Até já tentaram desmerecer sua música, definindo-a como de segunda e de terceira categoria, como se isso, em si, fosse um problema. Pode ser, sobretudo aos críticos, porém jamais deve servir como pretexto para se partir às ofensas que revelam um sexismo que nem é tão mascarado assim. Em matéria de originalidade harmônica, a música de Anitta está longe de ser o bicho da goiaba e um gringo desavisado pode achar que o pastiche enlatado cantado por ela é exemplo do nosso cancioneiro, e não é.
Entende-se sua vontade de levar o funk carioca para o mundo. Aliás, trata-se de uma iniciativa louvável, podendo ser comparada à ida de Pixinguinha a França, em 1922. Lá, assim como de certo modo acontece hoje com Anitta, a música encantou. Décadas depois, com “Getz/ Gilberto”, a canção brasileira foi apresentada aos quatro cantos do globo, e dos ouvidos estrangeiros nunca mais saiu, tornando-se sucesso radiofônico e fonográfico em países como Japão. Mas um ignorante em relação à música brasileira, ao ouvir “Girl From Rio”, pode sair por aí crente que a brasilidade resume-se aos corpos com marquinhas de biquíni no Rio.
Em suas declarações, Anitta afirma que “Girl From Rio” é o inverso disso. “É um álbum que traz toda a essência do Brasil nos ritmos, nos visuais, na essência.

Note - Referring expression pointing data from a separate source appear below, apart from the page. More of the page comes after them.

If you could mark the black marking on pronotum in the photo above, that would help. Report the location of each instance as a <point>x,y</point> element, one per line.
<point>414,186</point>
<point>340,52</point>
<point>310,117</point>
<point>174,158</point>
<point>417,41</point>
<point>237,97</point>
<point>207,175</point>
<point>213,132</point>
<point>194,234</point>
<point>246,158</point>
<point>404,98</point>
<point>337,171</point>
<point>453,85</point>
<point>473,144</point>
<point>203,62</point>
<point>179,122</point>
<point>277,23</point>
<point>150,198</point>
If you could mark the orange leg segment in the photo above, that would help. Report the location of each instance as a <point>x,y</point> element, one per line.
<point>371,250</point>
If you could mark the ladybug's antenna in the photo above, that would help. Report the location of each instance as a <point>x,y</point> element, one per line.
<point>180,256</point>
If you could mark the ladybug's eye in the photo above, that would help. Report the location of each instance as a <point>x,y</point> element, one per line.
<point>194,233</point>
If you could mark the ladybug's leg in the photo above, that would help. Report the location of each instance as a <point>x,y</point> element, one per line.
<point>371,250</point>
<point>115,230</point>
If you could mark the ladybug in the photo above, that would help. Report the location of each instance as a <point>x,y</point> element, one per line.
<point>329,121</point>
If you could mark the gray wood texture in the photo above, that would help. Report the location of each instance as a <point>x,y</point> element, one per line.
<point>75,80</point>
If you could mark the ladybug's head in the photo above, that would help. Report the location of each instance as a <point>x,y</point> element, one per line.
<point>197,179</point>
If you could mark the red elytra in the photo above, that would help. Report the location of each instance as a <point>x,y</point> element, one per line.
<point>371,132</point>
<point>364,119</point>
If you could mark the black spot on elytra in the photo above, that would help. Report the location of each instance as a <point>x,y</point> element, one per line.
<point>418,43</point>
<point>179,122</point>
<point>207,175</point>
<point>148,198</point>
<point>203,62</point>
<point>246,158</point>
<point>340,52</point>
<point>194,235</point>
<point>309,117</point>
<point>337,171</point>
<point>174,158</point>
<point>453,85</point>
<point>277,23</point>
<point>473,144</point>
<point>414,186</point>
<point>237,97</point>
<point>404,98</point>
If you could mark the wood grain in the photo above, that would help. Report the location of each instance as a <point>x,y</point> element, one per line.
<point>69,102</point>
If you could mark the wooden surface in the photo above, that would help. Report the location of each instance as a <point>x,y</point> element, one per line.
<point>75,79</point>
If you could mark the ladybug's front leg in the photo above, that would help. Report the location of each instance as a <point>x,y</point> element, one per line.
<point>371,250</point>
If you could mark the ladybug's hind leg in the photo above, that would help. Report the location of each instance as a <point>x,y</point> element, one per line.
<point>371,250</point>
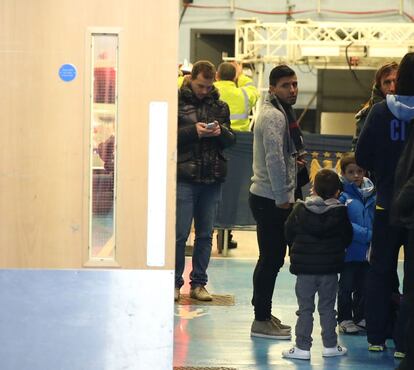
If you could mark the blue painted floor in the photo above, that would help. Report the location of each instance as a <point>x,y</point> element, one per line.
<point>213,336</point>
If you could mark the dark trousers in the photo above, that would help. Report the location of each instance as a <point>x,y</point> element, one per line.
<point>306,288</point>
<point>351,293</point>
<point>270,222</point>
<point>386,242</point>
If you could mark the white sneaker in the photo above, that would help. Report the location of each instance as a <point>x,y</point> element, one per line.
<point>296,353</point>
<point>348,327</point>
<point>362,325</point>
<point>176,294</point>
<point>334,351</point>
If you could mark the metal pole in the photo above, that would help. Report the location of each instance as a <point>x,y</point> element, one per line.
<point>231,6</point>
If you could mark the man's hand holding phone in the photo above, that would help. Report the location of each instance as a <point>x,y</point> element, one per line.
<point>208,129</point>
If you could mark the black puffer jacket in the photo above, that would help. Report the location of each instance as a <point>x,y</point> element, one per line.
<point>202,160</point>
<point>402,209</point>
<point>319,232</point>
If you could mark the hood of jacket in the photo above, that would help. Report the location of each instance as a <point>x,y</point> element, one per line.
<point>365,191</point>
<point>318,205</point>
<point>401,106</point>
<point>321,218</point>
<point>187,94</point>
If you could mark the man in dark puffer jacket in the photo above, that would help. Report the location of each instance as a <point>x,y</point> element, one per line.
<point>402,213</point>
<point>318,231</point>
<point>203,132</point>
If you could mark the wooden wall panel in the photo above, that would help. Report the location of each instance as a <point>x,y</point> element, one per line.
<point>44,143</point>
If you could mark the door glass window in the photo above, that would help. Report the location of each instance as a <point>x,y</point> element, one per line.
<point>103,171</point>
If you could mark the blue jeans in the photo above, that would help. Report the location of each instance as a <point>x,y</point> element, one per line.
<point>198,202</point>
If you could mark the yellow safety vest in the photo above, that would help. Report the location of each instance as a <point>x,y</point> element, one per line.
<point>240,98</point>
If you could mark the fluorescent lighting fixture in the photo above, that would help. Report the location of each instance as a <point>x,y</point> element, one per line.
<point>320,51</point>
<point>157,183</point>
<point>377,51</point>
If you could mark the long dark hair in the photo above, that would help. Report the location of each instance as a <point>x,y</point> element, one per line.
<point>405,76</point>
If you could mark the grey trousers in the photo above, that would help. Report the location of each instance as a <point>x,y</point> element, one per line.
<point>306,287</point>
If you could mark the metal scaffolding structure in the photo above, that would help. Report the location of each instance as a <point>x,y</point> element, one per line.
<point>339,45</point>
<point>322,44</point>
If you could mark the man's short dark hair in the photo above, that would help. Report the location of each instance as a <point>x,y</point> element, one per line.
<point>226,71</point>
<point>346,160</point>
<point>404,84</point>
<point>279,72</point>
<point>206,68</point>
<point>327,184</point>
<point>384,70</point>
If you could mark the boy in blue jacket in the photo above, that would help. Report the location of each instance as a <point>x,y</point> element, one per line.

Nele tem funk, forró, pagodão baiano, ritmos brasileiros. Um projeto feito por uma mulher brasileira para o mundo”, disse a cantora, cujas letras do disco são todas em espanhol e inglês. Além da faixa que traz um sample do clássico “Garota de Ipanema”, o outro hit, “Boys Don´t Cry”, nem esconde que é um pop fabricado para infestar as rádios dos EUA com um som dançante, alto-astral. A assinatura? Do produtor Max Martin.
E quem é ele? Entre os artistas com os quais já trabalhou, destaca-se – só para citar dois deles – a diva do pop, Lady Gaga, cujo disco “Chromatica” contou com um forró cantado por Gaga e pela brasileira Pablo Vittar, e Adele, que em “30”, seu último álbum, emocionou os fãs ao lançar um trabalho carregado de reflexões sobre seus relacionamentos, com o ex-marido e com o filho, e a partir daí também demonstrar uma sonoridade da melhor qualidade, cheia de jazz e muito sentimento canalizado.
Anitta, como se sabe, não quer comover ninguém. A julgar por “Envolver”, cujo clipe se tornou uma febre mundial, a cantora está mais preocupada em transmitir sensualidade, como transparece o eu-lírico da música escrita pela carioca em parceria com os hispano-americanos Julio M. Gonzales, Tavarez Freddy Montalvo e José Carlos Cruz. Num Brasil obscuro e conservador, a cantora não tem culpa em seguir cometendo a heresia, meu Deus do céu!, que choca a caretice pelo pecado em aparecer com a bunda empinada, dançando com um bonitão sarado que lhe agarra por trás.
O melhor, ou o pior, dependendo do ponto de vista, é que isso virou febre. Se Gilberto Gil, Caetano Veloso, Tom Jobim, João Gilberto, Baden Powell, Mutantes, Jorge Ben Jor e Michael Teló arrebataram multidões em seus shows internacionais, é Anitta que, agora, leva nossa música ao mundo. E não há problema nenhum em dispensar as roupagens tradicionais da MPB para vestir uma roupa musical, digamos, mais palatável, num pop certeiro e em cuja companhia será difícil ela passar despercebida.
Neste século 21, o funk define nossa música lá fora e somos a sociedade que mais escutamos nossos ritmos. Foi assim com o chorinho, samba-canção, bossa-nova, tropicália, e assim está sendo com o estilo popularizado por Anitta. É bem provável que daqui dois ou três anos nem lembremos do reaggaton “Envolver”, mas por ora tem um público que se apaixonou pelas batidas vibrantes e animadas, sem as vozes consagradas de “Me Gusta” (Cardi B e Mike Towers) e “Sim ou Não” (Maluma), mas com uma modéstia que talvez, para os fãs, seja um charme que merece atenção. Aguardemos as cenas dos próximos capítulos da internacionalização de Anitta.